A profit sharing scheme is an example of a variable pay plan. In profit sharing, company leadership designates a percentage of annual profits as a pool of funds to share with employees, or a portion of employees such as management. The pool of funds generated is then divided across covered employees using a formula for distribution. It is a good idea for entrepreneurs to motivate, recognize, and reward their employees for their input towards their business entities meeting their annual financial objectives and strategic goals. This helps assemble a team of dedicated employees and can pay abundantly in dividends.
Unlike the law in the United States through the U.S. Department of Labor’s Employee Benefits Security Administration (EBSA) and the Internal Revenue Service (IRS) which provides specific provisions for this, South African law does not provide specific provisions for employee incentive schemes. Nonetheless, contract law can be used to address the situation. Thus, employers can get into contractual agreements with their employees to provide for such incentives.

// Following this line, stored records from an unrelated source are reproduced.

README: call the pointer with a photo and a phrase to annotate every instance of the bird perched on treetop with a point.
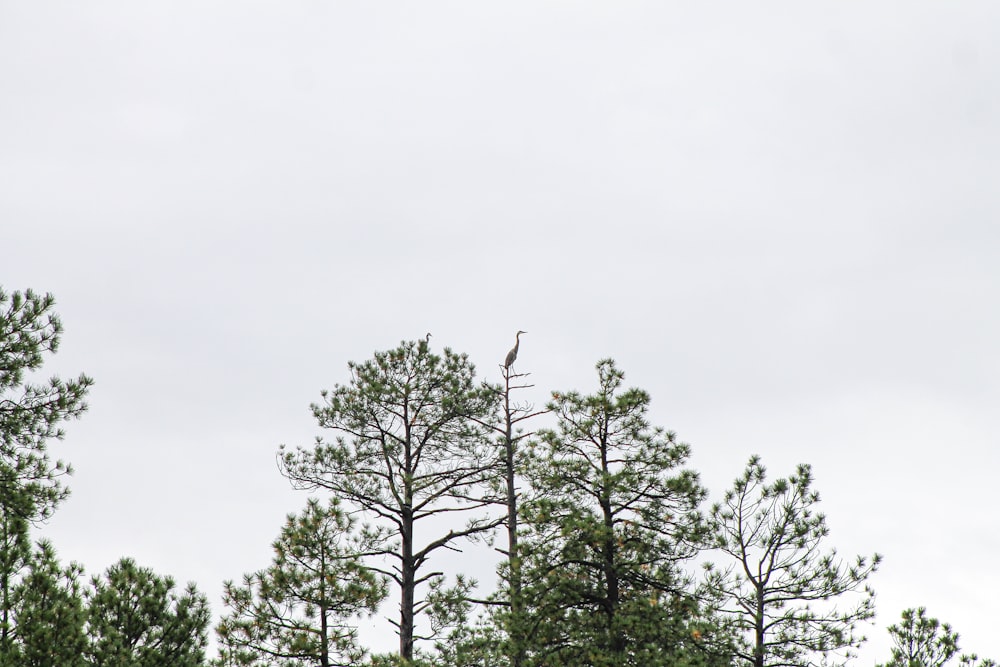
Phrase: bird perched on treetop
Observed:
(512, 355)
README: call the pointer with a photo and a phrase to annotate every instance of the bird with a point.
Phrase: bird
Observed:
(512, 355)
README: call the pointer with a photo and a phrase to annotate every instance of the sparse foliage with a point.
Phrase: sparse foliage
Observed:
(785, 595)
(32, 414)
(410, 446)
(137, 619)
(297, 612)
(613, 515)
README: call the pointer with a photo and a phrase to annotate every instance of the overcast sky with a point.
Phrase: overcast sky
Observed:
(780, 219)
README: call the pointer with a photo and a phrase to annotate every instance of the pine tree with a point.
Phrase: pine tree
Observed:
(31, 414)
(782, 593)
(921, 641)
(611, 519)
(135, 618)
(296, 613)
(409, 448)
(51, 616)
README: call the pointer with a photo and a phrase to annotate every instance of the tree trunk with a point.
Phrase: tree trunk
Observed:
(758, 650)
(515, 629)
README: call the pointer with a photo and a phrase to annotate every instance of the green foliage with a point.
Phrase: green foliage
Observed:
(51, 616)
(31, 414)
(611, 519)
(296, 612)
(780, 590)
(921, 641)
(137, 619)
(410, 446)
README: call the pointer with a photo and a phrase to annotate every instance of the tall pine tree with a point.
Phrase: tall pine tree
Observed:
(612, 518)
(409, 449)
(297, 612)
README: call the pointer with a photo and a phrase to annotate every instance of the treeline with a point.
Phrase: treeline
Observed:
(609, 553)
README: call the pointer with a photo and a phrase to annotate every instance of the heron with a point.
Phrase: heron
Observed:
(512, 355)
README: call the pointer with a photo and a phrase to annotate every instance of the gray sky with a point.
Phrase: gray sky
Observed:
(780, 219)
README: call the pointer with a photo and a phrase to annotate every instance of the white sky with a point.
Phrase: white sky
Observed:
(779, 218)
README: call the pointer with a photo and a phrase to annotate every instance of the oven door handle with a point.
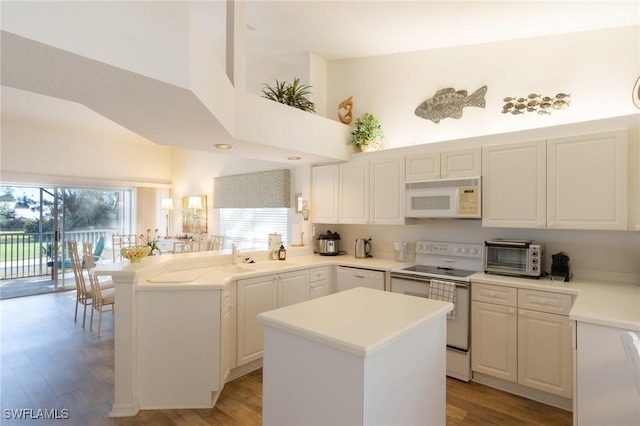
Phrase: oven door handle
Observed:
(427, 280)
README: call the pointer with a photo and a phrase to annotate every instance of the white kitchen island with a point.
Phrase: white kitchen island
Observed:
(356, 357)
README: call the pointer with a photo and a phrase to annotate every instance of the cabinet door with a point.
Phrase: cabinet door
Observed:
(460, 163)
(422, 166)
(494, 335)
(293, 287)
(387, 192)
(544, 352)
(587, 178)
(324, 193)
(255, 295)
(354, 192)
(318, 289)
(514, 185)
(226, 324)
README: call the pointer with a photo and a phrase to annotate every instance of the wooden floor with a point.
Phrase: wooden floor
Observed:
(51, 363)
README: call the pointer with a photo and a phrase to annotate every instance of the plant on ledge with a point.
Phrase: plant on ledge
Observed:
(294, 95)
(368, 133)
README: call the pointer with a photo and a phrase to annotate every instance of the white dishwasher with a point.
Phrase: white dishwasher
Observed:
(349, 278)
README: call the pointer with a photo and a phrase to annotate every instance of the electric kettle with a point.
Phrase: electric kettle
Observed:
(363, 248)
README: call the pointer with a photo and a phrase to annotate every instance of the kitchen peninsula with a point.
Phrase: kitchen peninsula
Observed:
(165, 304)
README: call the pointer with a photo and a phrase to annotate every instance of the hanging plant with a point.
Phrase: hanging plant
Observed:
(367, 134)
(294, 95)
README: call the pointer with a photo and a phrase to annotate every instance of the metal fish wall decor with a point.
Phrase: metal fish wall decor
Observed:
(449, 103)
(535, 103)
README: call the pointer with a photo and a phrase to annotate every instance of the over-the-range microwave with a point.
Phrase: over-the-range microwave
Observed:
(444, 198)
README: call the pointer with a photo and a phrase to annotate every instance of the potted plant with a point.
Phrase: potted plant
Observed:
(294, 95)
(368, 133)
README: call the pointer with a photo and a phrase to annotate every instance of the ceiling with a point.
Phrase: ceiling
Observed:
(354, 28)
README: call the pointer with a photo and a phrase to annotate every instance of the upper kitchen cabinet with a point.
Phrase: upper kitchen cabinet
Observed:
(359, 192)
(577, 182)
(514, 185)
(587, 181)
(386, 191)
(445, 164)
(353, 204)
(324, 193)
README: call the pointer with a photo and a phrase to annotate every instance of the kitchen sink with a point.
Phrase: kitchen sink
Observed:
(236, 269)
(272, 264)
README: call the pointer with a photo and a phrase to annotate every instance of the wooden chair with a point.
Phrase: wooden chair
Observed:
(102, 300)
(216, 242)
(183, 246)
(122, 240)
(83, 295)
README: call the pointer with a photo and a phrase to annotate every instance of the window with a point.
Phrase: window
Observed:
(249, 228)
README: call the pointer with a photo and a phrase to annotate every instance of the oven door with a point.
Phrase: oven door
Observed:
(458, 328)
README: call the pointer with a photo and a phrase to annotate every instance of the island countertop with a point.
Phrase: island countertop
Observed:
(360, 321)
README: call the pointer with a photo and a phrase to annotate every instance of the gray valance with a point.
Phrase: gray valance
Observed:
(253, 190)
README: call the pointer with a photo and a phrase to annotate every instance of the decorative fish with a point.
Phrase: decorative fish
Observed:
(449, 103)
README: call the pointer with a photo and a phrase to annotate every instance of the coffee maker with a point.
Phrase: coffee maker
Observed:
(560, 266)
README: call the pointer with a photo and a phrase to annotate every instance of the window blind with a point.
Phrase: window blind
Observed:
(250, 228)
(253, 190)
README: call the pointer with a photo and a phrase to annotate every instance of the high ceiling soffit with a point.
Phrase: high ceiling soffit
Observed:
(160, 112)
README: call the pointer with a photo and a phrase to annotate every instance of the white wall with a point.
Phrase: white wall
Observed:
(593, 254)
(149, 38)
(77, 156)
(598, 69)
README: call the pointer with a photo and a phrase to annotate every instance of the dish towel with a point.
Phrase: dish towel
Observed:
(446, 292)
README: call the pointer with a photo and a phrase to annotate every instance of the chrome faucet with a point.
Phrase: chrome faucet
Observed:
(235, 254)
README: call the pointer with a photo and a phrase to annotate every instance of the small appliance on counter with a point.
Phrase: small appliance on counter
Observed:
(518, 258)
(329, 244)
(560, 267)
(363, 248)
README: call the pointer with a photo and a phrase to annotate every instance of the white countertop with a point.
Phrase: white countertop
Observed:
(360, 321)
(601, 302)
(608, 303)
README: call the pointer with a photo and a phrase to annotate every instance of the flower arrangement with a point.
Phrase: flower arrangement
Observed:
(150, 240)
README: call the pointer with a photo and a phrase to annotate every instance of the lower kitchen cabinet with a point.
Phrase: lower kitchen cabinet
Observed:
(262, 294)
(530, 347)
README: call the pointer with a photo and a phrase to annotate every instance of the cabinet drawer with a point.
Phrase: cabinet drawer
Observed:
(496, 294)
(544, 301)
(318, 274)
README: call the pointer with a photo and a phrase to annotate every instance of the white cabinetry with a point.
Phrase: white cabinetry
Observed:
(587, 181)
(514, 185)
(183, 343)
(387, 191)
(359, 192)
(577, 182)
(324, 193)
(262, 294)
(446, 164)
(522, 336)
(353, 205)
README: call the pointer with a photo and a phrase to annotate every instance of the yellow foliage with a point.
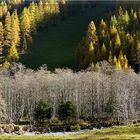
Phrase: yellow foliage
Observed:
(6, 64)
(13, 54)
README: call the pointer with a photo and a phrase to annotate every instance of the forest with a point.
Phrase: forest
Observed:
(94, 83)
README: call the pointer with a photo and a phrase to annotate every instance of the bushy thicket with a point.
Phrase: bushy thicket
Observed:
(108, 92)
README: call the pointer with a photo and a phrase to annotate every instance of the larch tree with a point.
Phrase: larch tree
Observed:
(7, 31)
(1, 43)
(91, 34)
(15, 29)
(32, 10)
(25, 23)
(3, 115)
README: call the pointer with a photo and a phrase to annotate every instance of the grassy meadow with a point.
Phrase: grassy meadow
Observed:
(55, 46)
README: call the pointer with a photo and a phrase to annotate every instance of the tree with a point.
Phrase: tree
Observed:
(32, 10)
(42, 112)
(15, 29)
(7, 31)
(118, 65)
(1, 36)
(25, 23)
(103, 50)
(67, 111)
(13, 53)
(91, 34)
(117, 41)
(3, 115)
(1, 43)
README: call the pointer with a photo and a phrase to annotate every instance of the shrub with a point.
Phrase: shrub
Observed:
(76, 127)
(67, 111)
(42, 111)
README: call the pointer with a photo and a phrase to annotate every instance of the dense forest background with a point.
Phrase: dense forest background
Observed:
(55, 22)
(98, 41)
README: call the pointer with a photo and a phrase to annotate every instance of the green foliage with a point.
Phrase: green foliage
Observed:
(42, 111)
(67, 111)
(120, 34)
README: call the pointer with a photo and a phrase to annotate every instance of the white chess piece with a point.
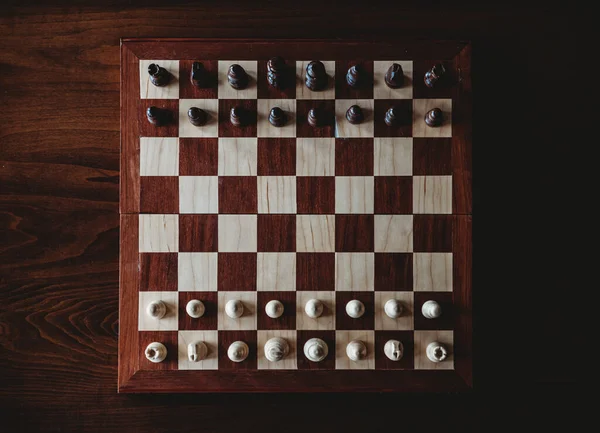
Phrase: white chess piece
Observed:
(315, 349)
(313, 308)
(197, 351)
(356, 350)
(394, 350)
(238, 351)
(234, 308)
(156, 352)
(195, 308)
(156, 309)
(355, 309)
(276, 349)
(431, 310)
(274, 309)
(436, 352)
(393, 308)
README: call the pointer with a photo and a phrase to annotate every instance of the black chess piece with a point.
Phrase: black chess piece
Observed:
(316, 76)
(394, 77)
(237, 77)
(355, 115)
(277, 117)
(434, 117)
(197, 116)
(159, 76)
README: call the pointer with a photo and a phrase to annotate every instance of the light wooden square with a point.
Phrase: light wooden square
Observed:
(209, 338)
(432, 194)
(404, 322)
(276, 272)
(354, 194)
(303, 92)
(315, 156)
(345, 129)
(342, 338)
(315, 233)
(265, 129)
(381, 90)
(198, 194)
(393, 233)
(393, 156)
(237, 233)
(421, 107)
(422, 339)
(327, 319)
(226, 91)
(197, 272)
(276, 194)
(210, 128)
(169, 322)
(158, 233)
(149, 90)
(432, 272)
(287, 363)
(159, 156)
(354, 272)
(237, 156)
(248, 320)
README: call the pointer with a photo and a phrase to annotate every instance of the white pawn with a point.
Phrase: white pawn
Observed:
(436, 352)
(156, 352)
(156, 309)
(195, 308)
(313, 308)
(274, 309)
(238, 351)
(431, 310)
(355, 309)
(234, 308)
(356, 350)
(393, 308)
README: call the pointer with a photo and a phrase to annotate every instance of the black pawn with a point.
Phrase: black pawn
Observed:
(394, 77)
(197, 116)
(159, 76)
(434, 117)
(277, 117)
(316, 77)
(237, 77)
(355, 114)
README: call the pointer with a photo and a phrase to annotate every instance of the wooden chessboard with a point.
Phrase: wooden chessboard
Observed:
(255, 213)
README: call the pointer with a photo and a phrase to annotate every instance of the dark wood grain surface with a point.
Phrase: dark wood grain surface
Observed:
(59, 224)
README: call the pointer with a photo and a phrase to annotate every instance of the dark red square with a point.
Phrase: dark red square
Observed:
(209, 318)
(354, 233)
(393, 194)
(393, 272)
(276, 233)
(276, 156)
(325, 106)
(432, 233)
(315, 195)
(315, 271)
(198, 156)
(198, 233)
(159, 194)
(236, 272)
(248, 128)
(404, 115)
(238, 195)
(158, 272)
(354, 157)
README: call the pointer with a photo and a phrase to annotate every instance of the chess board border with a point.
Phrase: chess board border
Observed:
(131, 378)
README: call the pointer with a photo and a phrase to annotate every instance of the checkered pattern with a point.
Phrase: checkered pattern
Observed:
(257, 213)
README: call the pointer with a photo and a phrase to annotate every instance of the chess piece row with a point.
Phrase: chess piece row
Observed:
(278, 75)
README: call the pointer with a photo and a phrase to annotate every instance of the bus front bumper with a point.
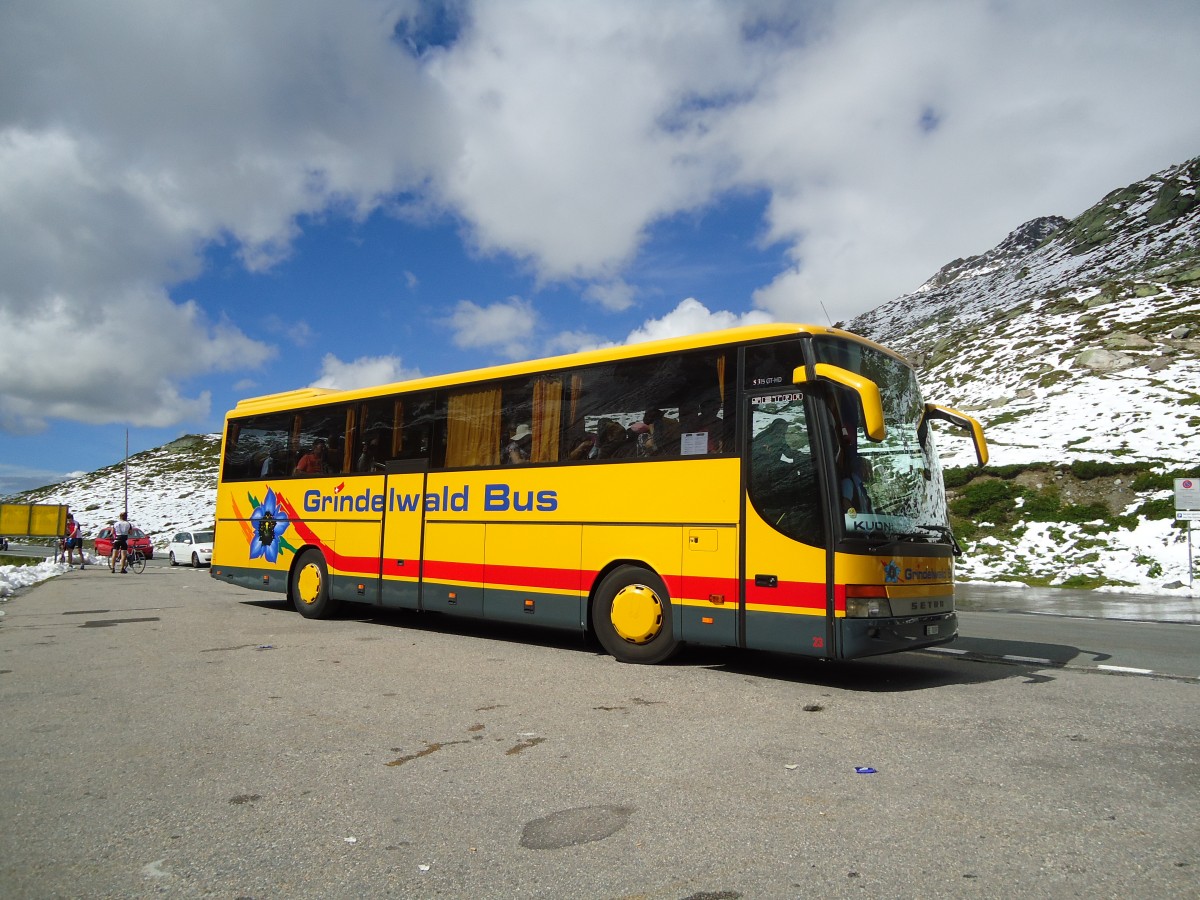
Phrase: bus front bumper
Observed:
(871, 637)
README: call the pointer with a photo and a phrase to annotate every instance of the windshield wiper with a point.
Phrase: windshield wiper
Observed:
(945, 532)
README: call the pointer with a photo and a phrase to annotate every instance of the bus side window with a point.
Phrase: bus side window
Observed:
(473, 427)
(258, 448)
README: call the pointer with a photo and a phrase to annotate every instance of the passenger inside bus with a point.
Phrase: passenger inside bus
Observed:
(613, 442)
(855, 496)
(517, 449)
(658, 435)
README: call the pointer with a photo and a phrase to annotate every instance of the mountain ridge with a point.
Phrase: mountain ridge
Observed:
(1077, 345)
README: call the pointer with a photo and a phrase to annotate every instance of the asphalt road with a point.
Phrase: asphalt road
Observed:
(171, 736)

Advantages of this scheme include that:
• It brings groups of employees to work together toward a common goal, that is, the success/benefit of the company.
• It enables employees to focus on profitability.
• The costs of implementing the plan rise and fall with the company's revenues.
• Enhances commitment to organizational goals
Such incentives do not necessitate giving employees shares hence ownership in the business and create an environment where the key employees feel that they have entrepreneurial decision making authority, and are compensated based on profits. However, they will not have authority in two non-delegated roles, which remain the entrepreneur’s sole responsibility. That is, capital expenditures and signing checks. Entrepreneurs should thus consider management profit sharing schemes for their businesses.